There are several reasons why The Best of Two Worlds (1975) never took off or was accepted as part of an amazing body of work that included Getz/Gilberto (1964), Jazz Samba (1962) and Stan Getz With Guest Artist Laurindo Almeida (1963). One was that though extraordinarily productive in terms of churning out albums during that era, Getz was involved in a nasty divorce. And he and João Gilberto weren't exactly the greatest of friends. Producer Joe Boyd, in his recent autobiography White Bicycles (2006) talks about Getz having an affair with Astrud Gilberto during the success of "The Girl from Ipanema," something that apparently was a factor in the pair's eventual divorce.
By the way, that's not Astrud leaning on Getz' shoulder on the album cover. That's Heloísa Maria Buarque de Hollanda, Gilberto's second wife. A Brazilian pop star in her own right known as Miucha, she is also the sister of the legendary Chico Buarque – and the mother of the bliss pop singer who would become Bebel Gilberto.
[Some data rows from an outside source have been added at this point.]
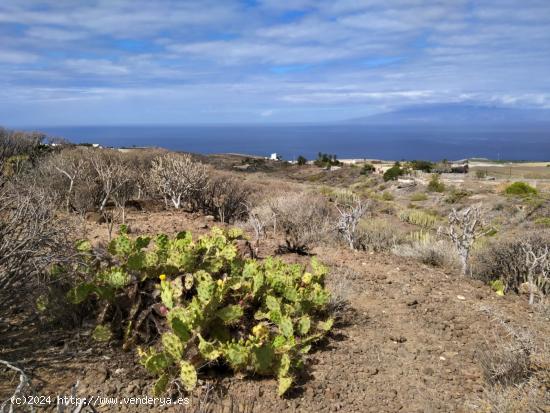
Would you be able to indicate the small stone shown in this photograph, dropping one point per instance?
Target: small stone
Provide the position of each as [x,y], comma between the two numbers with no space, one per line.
[428,371]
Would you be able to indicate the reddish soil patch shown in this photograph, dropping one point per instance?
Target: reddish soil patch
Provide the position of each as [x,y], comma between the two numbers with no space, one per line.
[408,340]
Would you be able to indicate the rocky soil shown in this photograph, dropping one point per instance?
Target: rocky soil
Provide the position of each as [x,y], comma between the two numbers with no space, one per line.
[408,340]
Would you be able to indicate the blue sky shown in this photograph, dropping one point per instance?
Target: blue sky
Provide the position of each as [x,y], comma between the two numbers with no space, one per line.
[69,62]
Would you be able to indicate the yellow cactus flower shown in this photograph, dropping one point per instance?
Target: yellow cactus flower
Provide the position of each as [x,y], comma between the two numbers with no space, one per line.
[259,330]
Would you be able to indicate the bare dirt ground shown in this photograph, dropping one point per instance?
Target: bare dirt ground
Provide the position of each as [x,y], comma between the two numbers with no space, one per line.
[408,341]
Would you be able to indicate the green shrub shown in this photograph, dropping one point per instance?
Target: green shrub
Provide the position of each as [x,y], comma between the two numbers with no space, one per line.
[457,195]
[420,165]
[367,169]
[325,160]
[481,173]
[435,184]
[504,259]
[419,196]
[521,189]
[393,173]
[214,306]
[543,222]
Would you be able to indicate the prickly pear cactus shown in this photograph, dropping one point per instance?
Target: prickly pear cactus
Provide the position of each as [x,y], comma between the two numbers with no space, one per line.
[257,317]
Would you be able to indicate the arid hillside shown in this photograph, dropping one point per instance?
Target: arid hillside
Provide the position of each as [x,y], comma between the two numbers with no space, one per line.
[436,284]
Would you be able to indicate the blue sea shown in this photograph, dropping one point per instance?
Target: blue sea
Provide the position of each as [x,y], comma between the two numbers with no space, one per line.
[344,140]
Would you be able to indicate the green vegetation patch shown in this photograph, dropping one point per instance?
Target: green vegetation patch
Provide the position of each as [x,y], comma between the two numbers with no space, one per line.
[212,305]
[520,189]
Back to the album, however. Though some feel that with all the turmoil in his life, Getz' playing is just not up to par compared to the Verve Bossa Nova albums, I beg to disagree. To my ears, "The Sound" has not deteriorated at all. His sax playing, sensuous and full-bodied, is just right for the material.
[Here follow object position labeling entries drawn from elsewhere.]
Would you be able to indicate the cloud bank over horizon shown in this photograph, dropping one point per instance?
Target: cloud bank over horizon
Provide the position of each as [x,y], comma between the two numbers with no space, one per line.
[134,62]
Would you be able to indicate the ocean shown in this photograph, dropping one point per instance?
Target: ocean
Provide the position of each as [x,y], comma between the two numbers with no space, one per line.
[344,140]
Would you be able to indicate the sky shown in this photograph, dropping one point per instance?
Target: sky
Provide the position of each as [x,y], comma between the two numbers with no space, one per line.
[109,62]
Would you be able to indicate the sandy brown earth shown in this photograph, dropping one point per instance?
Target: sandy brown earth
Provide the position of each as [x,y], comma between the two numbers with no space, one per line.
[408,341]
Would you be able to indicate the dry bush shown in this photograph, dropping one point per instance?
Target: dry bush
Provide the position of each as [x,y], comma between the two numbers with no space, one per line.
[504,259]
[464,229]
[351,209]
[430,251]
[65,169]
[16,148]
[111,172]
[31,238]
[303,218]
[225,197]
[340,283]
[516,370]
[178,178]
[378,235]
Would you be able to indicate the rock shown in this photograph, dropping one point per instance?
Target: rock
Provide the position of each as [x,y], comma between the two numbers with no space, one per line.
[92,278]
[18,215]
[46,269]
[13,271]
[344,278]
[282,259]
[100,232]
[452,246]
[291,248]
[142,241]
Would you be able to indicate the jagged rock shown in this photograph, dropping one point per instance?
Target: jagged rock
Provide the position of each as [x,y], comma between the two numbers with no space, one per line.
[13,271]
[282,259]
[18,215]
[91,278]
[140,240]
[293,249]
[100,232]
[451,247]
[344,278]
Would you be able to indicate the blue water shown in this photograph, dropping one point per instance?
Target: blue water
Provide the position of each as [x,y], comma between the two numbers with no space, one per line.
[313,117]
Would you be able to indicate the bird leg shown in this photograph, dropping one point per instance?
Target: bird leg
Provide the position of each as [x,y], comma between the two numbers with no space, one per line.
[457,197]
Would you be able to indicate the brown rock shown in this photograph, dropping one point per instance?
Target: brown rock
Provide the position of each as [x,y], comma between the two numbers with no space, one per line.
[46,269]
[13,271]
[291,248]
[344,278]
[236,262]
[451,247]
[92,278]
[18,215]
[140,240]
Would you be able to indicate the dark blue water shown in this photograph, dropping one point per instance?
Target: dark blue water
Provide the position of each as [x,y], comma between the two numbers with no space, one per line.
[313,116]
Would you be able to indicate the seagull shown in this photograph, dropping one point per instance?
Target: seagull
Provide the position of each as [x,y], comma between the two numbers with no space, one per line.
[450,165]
And what material it is. Which is the second and most important to love this album. Because it is the only place to hear Getz and Gilberto combine on two of my favorite Antonio Carlos Jobim songs: "Aguas de Março (Waters of March)" and "Double Rainbow."
In a 2001 poll of 200 Brazilian music journalists, "Aguas de Março" was voted the most beautiful Brazilian song of all time – perhaps not just for the 1972 composition's melodic twists and turns, but for the exquisite poetry of its lyrics. In a change for him, Jobim wrote both the English and Portuguese lyrics which focus on presenting images rather than telling a story.
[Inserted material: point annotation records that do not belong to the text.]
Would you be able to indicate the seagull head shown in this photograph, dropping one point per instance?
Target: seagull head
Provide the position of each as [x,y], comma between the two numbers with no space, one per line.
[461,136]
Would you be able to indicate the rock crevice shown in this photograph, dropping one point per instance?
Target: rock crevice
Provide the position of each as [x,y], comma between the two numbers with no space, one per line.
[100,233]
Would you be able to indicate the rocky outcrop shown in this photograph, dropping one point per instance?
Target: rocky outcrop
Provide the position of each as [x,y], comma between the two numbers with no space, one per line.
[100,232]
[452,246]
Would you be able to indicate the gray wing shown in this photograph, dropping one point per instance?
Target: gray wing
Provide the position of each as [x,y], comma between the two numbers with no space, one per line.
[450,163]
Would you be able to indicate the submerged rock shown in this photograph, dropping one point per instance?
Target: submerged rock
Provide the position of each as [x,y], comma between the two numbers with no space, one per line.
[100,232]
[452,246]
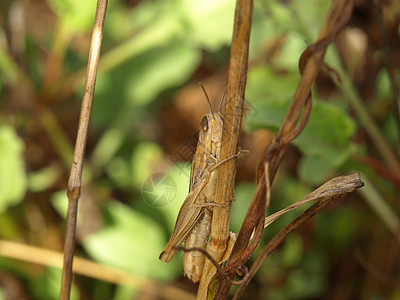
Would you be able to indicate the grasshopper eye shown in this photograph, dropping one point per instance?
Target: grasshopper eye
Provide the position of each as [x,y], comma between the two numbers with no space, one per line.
[204,124]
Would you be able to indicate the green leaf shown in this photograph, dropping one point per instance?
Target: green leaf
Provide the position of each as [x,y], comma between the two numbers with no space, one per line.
[13,180]
[210,22]
[131,242]
[325,141]
[145,157]
[48,284]
[159,69]
[76,15]
[269,104]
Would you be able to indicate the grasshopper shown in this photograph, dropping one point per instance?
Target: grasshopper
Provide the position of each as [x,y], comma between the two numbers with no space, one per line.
[193,223]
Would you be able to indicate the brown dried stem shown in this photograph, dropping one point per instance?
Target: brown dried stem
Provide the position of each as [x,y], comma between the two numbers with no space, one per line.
[327,194]
[233,114]
[74,183]
[294,122]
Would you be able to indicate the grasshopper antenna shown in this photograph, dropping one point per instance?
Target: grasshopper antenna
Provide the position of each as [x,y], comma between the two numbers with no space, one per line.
[208,99]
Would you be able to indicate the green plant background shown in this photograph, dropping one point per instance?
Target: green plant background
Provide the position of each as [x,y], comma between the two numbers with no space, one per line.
[151,50]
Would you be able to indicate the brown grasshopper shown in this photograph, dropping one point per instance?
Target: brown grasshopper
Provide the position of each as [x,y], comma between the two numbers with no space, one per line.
[193,223]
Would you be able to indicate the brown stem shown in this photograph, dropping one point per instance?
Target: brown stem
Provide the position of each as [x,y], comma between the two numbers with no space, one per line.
[74,183]
[233,114]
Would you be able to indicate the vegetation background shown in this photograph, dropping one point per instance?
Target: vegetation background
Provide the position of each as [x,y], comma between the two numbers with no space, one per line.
[146,112]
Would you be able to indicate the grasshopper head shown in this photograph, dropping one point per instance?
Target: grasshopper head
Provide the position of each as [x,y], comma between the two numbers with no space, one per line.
[211,133]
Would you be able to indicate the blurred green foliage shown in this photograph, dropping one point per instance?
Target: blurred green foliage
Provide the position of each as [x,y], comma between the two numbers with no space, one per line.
[151,50]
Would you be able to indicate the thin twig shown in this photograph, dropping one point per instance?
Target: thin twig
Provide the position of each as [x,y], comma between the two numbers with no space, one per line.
[74,183]
[85,267]
[337,17]
[327,194]
[232,113]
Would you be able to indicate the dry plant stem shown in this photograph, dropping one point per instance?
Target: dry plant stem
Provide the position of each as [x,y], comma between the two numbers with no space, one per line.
[232,113]
[337,17]
[328,193]
[74,183]
[82,266]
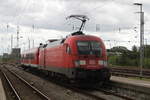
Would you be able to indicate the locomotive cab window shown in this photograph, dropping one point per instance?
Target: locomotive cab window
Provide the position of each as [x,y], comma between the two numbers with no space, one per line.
[89,48]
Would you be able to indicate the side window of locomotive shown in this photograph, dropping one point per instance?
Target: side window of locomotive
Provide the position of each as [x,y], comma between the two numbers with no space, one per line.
[96,49]
[83,47]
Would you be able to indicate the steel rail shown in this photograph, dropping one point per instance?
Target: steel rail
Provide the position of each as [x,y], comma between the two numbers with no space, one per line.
[115,94]
[27,83]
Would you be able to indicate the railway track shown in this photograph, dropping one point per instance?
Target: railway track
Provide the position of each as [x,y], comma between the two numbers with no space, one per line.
[22,90]
[129,72]
[94,93]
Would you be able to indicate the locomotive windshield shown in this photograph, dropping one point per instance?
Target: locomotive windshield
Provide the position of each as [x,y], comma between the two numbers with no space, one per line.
[89,48]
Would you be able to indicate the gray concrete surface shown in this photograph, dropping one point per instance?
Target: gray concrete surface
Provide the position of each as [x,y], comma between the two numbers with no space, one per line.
[131,81]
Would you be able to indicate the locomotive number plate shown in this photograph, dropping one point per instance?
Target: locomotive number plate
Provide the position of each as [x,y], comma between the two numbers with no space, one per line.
[91,62]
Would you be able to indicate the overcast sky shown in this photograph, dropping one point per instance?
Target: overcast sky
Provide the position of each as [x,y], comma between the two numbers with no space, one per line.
[39,20]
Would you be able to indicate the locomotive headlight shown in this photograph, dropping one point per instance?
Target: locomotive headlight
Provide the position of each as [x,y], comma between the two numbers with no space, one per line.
[82,62]
[101,62]
[77,63]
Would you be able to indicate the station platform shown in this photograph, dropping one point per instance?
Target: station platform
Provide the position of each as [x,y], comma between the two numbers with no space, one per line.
[2,93]
[131,81]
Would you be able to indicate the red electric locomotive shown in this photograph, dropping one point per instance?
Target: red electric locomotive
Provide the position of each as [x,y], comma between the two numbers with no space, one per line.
[78,57]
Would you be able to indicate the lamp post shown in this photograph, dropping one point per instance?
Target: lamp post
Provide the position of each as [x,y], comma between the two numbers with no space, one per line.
[141,37]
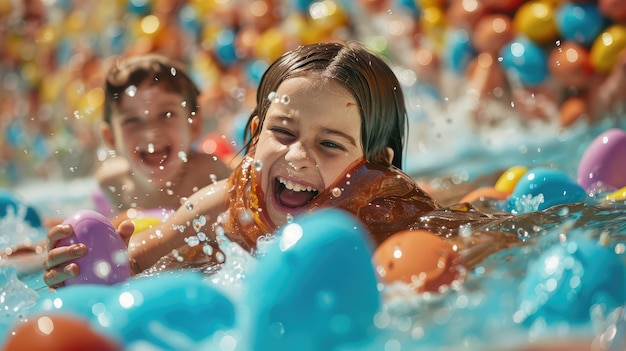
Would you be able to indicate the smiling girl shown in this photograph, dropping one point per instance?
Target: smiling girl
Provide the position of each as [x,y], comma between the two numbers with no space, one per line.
[328,131]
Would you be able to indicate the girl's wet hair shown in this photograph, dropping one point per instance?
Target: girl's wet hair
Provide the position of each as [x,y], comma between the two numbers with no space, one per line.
[156,69]
[365,75]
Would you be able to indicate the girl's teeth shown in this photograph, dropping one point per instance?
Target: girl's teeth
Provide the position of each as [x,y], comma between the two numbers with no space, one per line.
[294,186]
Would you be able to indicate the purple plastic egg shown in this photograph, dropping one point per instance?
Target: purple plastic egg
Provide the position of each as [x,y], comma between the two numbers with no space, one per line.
[603,164]
[106,261]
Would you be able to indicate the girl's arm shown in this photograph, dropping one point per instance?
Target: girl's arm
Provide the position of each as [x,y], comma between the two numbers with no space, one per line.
[147,247]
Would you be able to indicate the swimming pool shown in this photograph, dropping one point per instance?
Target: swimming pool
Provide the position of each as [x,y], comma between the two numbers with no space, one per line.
[562,285]
[564,288]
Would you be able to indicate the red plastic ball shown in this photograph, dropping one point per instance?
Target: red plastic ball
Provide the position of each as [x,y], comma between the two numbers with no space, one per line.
[57,333]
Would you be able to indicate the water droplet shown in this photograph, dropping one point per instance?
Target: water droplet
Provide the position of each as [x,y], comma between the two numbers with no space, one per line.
[258,165]
[192,241]
[131,90]
[207,249]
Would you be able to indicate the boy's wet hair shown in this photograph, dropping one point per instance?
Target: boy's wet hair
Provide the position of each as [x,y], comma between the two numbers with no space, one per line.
[170,75]
[365,75]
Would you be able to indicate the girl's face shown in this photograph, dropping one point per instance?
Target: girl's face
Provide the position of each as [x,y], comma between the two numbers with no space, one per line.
[152,129]
[311,134]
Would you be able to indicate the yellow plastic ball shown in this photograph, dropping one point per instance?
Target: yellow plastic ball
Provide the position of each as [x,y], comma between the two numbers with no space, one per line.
[618,195]
[607,47]
[535,19]
[508,180]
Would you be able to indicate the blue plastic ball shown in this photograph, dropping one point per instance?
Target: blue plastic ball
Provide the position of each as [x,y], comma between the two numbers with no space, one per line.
[10,202]
[459,51]
[525,61]
[316,286]
[569,278]
[553,185]
[581,23]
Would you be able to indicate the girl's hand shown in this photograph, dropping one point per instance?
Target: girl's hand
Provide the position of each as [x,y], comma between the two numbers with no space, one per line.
[58,264]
Play "Aguas de Março" by Stan Getz and João Gilberto
"Double Rainbow" (Known in Portuguese as "Chovendo Na Roseira," which translates to "Raining in the Garden") was originally titled "Children's Games" when Jobim recorded it himself as an instrumental in 1971. Jobim renamed it when Jobim added lyrics (Gene Lees was the English lyricist this time). This is another gorgeous song that shows why Jobim rightfully can be called the Gershwin of Brazil.
Play "Double Rainbow" by Stan Getz and João Gilberto
There are a few other reasons to love this collection: A jaunty version of "Just One of These Things;" Gilberto's solo take on the heartbreaking "É Preciso Perdoar;" and the point-counterpoint of "Izaura," which showcases Miucha and Gilberto harmonizing.
To be sure, Miucha is not as sensual singer as Astrud. And she has gotten criticized for sounding too American on this album. But really, her performances suit the top-notch material contained on this CD. Do yourself a favor and add it to your CD collection or iPod. You won't be sorry.
As a bonus (and because I just adore this song), I've placed a YouTube video of Jobim's 1974 performance with Brazil's equivalent of Billie Holiday, the tragic Elis Regina. Despite Regina's laughing at the end, it is considered by many to be the definitive version of the song.